Creo que la violencia se define con sutilidad: en la novela los secuestradores están «fuera de sí», y el personaje de Mausoleo, un migrante gigantón obligado a pasarse al otro bando, deja de ser él mismo. Se habla de cómo los violentos impiden «el ingreso de lo que hacen en sus mentes». Es curioso cómo la incultura genera un estado de inconsciencia que favorece la violencia. Se actúa siguiendo una pulsión, normalmente enraizada en experiencias duras de la infancia, y de la vida, y nunca se pasa al razonamiento que pondría en perspectiva la barbarie.

Tragedias clásicas

En mi opinión, y aunque puede ser tal vez cuestión de gusto personal, al final de la novela se comete un error en aras de la eficacia narrativa. El escritor trabaja para terminar de arrasar las tierras y sacrifica cada mínimo resquicio de esperanza y también de moralidad. El final, más allá de desdichado o violento, es grotesco. Recuerda a algunas tragedias clásicas. Se redondea con maestría el significado del título de la novela. Pero el lector tiene una delicada sensación de disminución final de la intensidad que se había logrado de manera magnífica en las páginas anteriores.

Aun respetando la fuerza del título y el espíritu de la obra, tal vez no hubiera sido necesario suprimir por completo la dimensión ética, que era muy tenue, pero que hacía de sutil contrapunto y afinaba la realidad literaria y el retrato social sin alterar la crudeza terrible y máxima de lo allí contado. A veces el descarnamiento absoluto puede falsear, como falsea también una utopía.

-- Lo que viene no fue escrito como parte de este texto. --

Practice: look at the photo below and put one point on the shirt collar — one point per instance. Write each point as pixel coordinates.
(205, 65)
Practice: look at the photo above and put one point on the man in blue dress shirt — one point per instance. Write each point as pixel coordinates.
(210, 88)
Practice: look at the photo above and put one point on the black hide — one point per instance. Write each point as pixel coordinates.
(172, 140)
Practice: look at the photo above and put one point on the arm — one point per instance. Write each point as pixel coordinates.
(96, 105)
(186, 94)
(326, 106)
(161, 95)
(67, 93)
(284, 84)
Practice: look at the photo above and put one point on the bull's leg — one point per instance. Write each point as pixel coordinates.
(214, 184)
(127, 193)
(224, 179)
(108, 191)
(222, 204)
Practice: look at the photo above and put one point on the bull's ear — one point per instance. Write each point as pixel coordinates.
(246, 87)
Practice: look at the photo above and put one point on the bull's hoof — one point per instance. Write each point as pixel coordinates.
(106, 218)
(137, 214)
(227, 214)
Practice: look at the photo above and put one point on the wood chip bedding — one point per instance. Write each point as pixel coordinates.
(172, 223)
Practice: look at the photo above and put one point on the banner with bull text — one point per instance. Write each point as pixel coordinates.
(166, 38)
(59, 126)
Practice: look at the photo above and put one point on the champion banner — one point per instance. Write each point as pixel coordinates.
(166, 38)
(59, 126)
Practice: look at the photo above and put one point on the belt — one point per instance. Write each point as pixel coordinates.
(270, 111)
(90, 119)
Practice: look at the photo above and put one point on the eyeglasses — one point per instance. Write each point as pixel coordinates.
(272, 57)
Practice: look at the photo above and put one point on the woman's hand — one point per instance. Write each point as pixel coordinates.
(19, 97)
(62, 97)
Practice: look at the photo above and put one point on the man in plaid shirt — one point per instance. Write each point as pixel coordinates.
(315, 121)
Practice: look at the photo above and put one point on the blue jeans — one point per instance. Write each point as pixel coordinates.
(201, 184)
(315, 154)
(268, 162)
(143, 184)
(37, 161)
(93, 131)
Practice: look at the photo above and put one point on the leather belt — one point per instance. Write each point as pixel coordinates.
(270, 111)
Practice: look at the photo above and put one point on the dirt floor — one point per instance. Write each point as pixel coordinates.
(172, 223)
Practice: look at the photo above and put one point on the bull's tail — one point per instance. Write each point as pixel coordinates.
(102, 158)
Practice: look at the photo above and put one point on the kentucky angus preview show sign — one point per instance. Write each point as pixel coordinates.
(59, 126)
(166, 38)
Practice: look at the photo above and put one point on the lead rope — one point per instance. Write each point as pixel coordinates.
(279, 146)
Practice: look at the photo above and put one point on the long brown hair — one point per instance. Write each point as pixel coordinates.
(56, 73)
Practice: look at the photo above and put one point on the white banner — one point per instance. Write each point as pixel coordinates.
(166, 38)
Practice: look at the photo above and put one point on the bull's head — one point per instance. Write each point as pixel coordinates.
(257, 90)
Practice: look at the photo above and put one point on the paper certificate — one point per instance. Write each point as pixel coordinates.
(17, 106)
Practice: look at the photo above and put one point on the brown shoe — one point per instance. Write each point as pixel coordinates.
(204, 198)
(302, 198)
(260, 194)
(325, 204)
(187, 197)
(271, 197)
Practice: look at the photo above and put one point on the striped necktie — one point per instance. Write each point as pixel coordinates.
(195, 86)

No hablamos de literatura con afán moralizante, sino de presencia de la dimensión ética. El destierro ético es un rasgo (desde el inicio) del libro de otro escritor mexicano, Julián Herbert, contemporáneo de Monge, que nació en 1971 y que ahora reescribe para la editorial Malpaso su novela iniciática «Un mundo infiel». Es considerado en México un escritor sólido, y en España se le conoció mejor cuando ganó en el año 2011 el Premio Jaén de Novela y el Elena Poniatowska por «Canción de tumba» (Mondadori). Es también autor de «Cocaína (manual de usuario)» y de «La casa del dolor ajeno» (Random House).

Sólo hay ausencia

La agilidad en la escritura caracteriza a «Un mundo infiel», pero creo que parece buscar más el efectismo. El lector está de algún modo presente, y se refleja la sordidez de una manera más superficial, a través de una puesta en escena evidente, por ejemplo mediante el sexo o la droga, a veces mediante el sueño.

Se trata de un plantel de historias que al pasar las páginas van relacionándose con soltura, pero algunas imágenes que pueden sorprender no terminan de calar, tal vez porque son demasiado inmediatas, como rápidas, a veces poco justificadas por el contexto. Eso sí, «Un mundo infiel» es un libro serio y, en el plano psicológico, un buen retrato de la desorientación humana: los protagonistas buscan erráticamente algo impreciso y sólo encuentran ausencia. Las relaciones son livianas y la desilusión una constante.

Hay algo en común entre «Las tierras arrasadas» y «Un mundo infiel». Ambos libros se sitúan en la frontera entre México y Estados Unidos, coinciden en la narración de la violencia, íntima y social, y tienen el valor de hablar sobre lo que no es grato hablar en un país como el suyo. Muestran, más allá de su valor literario, el poder de la novela para condensar el mundo que habitan.